A scratchpad for things we'd like to talk about during the ipsec meetup

larval acquire saying "transport mode" - would be nice to not say mode at all

src 192.0.2.100 dst 192.1.2.23
	proto esp spi 0xSPISPIXX reqid REQID mode transport
	replay-window 0 
	sel src 192.0.2.100/32 dst 192.1.2.23/32 proto icmp type 8 code 0 dev eth0 

add support for Populate-From-Packet flag. Cause acquires for each different policy hit

some clarification or documentation for IPsec SA flags

FLAG := noecn | decap-dscp | nopmtudisc | wildrecv | icmp | af-unspec | align4 | esn
EXTRA-FLAG-LIST := [ EXTRA-FLAG-LIST ] EXTRA-FLAG
EXTRA-FLAG := dont-encap-dscp

ip xfrm policy help shows:

FLAG := localok | icmp

XFRM-PROTO := esp | ah | comp | route2 | hao
MODE := transport | tunnel | beet | ro | in_trigger
LEVEL := required | use

some clarification or documentation for /proc values

/proc/sys/net/core/xfrm_acq_expires
/proc/sys/net/core/xfrm_aevent_etime
/proc/sys/net/core/xfrm_aevent_rseqth
/proc/sys/net/core/xfrm_larval_drop

fixup for userland using xfrm.h include

Our kernel_netlink.c code contains:

#include "linux/xfrm.h" /* local (if configured) or system copy */
#include "libreswan.h" /* before xfrm.h otherwise break on F22 */

Depending on how new gcc/glibc/userland and/or kernel is we need to swap these two lines :(

Introduce some kind of #ifdef _KERNEL_ that protects xfrm.h from loading too much kernel related defines, so we only get the XFRM_ values we need to have available in userland. Now on older glibc we get:

In file included from /source/programs/pluto/linux-copy/linux/xfrm.h:4:0,
                 from /source/programs/pluto/kernel_netlink.c:54:
/usr/include/netinet/in.h:99:5: error: expected identifier before numeric constant
     IPPROTO_HOPOPTS = 0,   /* IPv6 Hop-by-Hop options.  */
     ^
In file included from /source/linux/include/libreswan.h:76:0,
                 from /source/programs/pluto/kernel_netlink.c:55:
/usr/include/netinet/in.h:209:8: error: redefinition of ‘struct in6_addr’
 struct in6_addr
        ^
In file included from /source/programs/pluto/linux-copy/linux/xfrm.h:4:0,
                 from /source/programs/pluto/kernel_netlink.c:54:
/usr/include/linux/in6.h:32:8: note: originally defined here
 struct in6_addr {
        ^
[more errors left out]

Note that we have linux-copy/linux/xfrm.h because sometimes we need newer XFRM values then the system provided version has, eg if people upgrade kernel but not glibc.
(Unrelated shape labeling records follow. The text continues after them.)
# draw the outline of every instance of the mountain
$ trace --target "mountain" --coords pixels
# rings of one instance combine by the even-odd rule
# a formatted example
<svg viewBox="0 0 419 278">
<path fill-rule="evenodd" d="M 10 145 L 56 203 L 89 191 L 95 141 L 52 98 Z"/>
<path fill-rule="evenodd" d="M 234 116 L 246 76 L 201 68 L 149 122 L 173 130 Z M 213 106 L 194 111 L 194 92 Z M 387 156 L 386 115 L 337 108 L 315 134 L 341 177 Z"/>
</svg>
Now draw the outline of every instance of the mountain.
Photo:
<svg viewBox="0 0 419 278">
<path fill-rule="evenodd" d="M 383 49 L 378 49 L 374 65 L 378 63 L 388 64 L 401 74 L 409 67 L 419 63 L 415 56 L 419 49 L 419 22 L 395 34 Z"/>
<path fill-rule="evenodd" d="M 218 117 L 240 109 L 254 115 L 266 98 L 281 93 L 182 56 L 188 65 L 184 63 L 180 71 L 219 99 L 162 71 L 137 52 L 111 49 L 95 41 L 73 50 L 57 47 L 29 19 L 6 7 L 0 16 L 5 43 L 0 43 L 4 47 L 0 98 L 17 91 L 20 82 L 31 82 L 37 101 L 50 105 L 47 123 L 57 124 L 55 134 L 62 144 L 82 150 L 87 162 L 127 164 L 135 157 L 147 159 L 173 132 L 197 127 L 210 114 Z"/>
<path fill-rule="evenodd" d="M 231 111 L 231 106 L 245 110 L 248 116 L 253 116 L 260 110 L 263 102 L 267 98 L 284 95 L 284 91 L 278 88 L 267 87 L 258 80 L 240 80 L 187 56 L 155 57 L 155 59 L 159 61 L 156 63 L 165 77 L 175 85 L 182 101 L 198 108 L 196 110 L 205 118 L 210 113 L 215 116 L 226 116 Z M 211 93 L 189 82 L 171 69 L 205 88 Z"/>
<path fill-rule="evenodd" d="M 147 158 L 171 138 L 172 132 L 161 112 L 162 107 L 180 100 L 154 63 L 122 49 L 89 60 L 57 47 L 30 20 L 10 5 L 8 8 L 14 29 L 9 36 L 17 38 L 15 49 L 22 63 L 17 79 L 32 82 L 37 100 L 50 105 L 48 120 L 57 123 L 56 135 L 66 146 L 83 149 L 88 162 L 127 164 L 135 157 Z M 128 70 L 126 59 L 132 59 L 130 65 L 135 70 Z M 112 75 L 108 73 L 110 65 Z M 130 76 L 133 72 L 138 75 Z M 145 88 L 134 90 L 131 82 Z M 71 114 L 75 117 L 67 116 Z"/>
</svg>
Comply with RFC 7296 NAT-T requirements

The kernel currently marks an IPsec SA as not natted or encaps-udp. It rejects packets based on this. To comply to the RFC, it should:

   When either side is using port 4500, sending ESP with UDP encapsulation is
   not required, but understanding received UDP-encapsulated ESP packets
   is required.  UDP encapsulation MUST NOT be done on port 500.  If
   Network Address Translation Traversal (NAT-T) is supported (that is,
   if NAT_DETECTION_*_IP payloads were exchanged during IKE_SA_INIT),
   all devices MUST be able to receive and process both UDP-encapsulated
   ESP and non-UDP-encapsulated ESP packets at any time.  Either side
   can decide whether or not to use UDP encapsulation for ESP
   irrespective of the choice made by the other side.  However, if a NAT
   is detected, both devices MUST use UDP encapsulation for ESP.

This is also important for TCP support.